Martin O’Neill to Remain as Celtic Manager
Twenty-six years after Dermot Desmond first persuaded Martin O’Neill to swap Leicester for Glasgow, Celtic are preparing to hand the club back to the man who once reshaped it.
The 74-year-old has agreed a one-year contract to remain as permanent manager, with the deal expected to be confirmed shortly. An option for a second year is understood to be built in. Age has not dulled his pull in the east end of Glasgow; if anything, the past few months have sharpened it.
O’Neill stepped in twice as interim this season and still found a way to deliver a domestic double, a reminder of his knack for imposing order and ambition on a club that often lives on the edge of chaos. The Scottish Cup final win over Dunfermline offered him a natural exit point. Instead, it became a pause for reflection.

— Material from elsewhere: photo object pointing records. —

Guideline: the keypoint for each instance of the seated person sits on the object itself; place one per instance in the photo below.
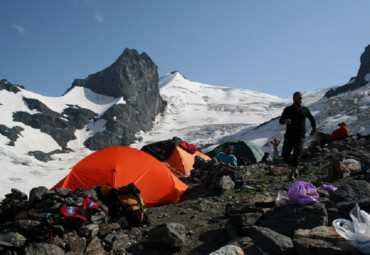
(339, 133)
(227, 158)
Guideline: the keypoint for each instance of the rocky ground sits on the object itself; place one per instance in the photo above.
(223, 212)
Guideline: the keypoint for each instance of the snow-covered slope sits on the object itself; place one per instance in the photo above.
(22, 171)
(201, 114)
(207, 115)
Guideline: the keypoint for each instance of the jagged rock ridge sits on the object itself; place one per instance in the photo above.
(358, 81)
(133, 77)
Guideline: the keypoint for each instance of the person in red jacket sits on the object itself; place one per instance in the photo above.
(339, 133)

He asked for time after that victory, weighing up whether he had the appetite for a full-time return to the frontline. Inside Celtic, there was little doubt. The feeling was that the Northern Irishman, who has never quite lost his connection with the club, wanted the job again if the conditions were right. They were.
The route to O’Neill was not straight. Celtic’s hierarchy had given serious thought to Robbie Keane, who held talks this week with Desmond, the club’s principal shareholder. Keane’s name has long carried weight among sections of the support, and his coaching career has taken him from Maccabi Tel Aviv to Ferencvaros, where he resigned at the end of May.
But the idea of Keane in the dugout detonated a fierce backlash among part of the Celtic fanbase. The anger focused on his spell in Israel, a move that jarred with many supporters’ political and moral stances. For a club so attuned to its own identity, that discontent mattered. The noise around Keane grew loud, and it grew hostile.
The pressure told. The path cleared for the familiar figure.
So Celtic turn again to O’Neill, the man who once dragged them out of Rangers’ shadow and into a new era of belief. His first spell brought three Scottish titles, three Scottish Cups and two Scottish League Cups, but the numbers only tell part of the story. Under him, Celtic strode back onto the European stage, reaching the 2003 Uefa Cup final in Seville, where they fell to José Mourinho’s Porto.
That run, and those years, hardened his status as one of the defining managers in the club’s modern history. Now he returns to a different Scottish football landscape, but to the same unforgiving expectations.
This is not a romantic cameo. A one-year deal with an option carries a clear message: Celtic want O’Neill’s authority and experience, and they want it now. The domestic double he delivered as caretaker has already reset standards. The next chapter will decide whether this second coming becomes a coda to a great career, or the start of one last, serious tilt at dominance.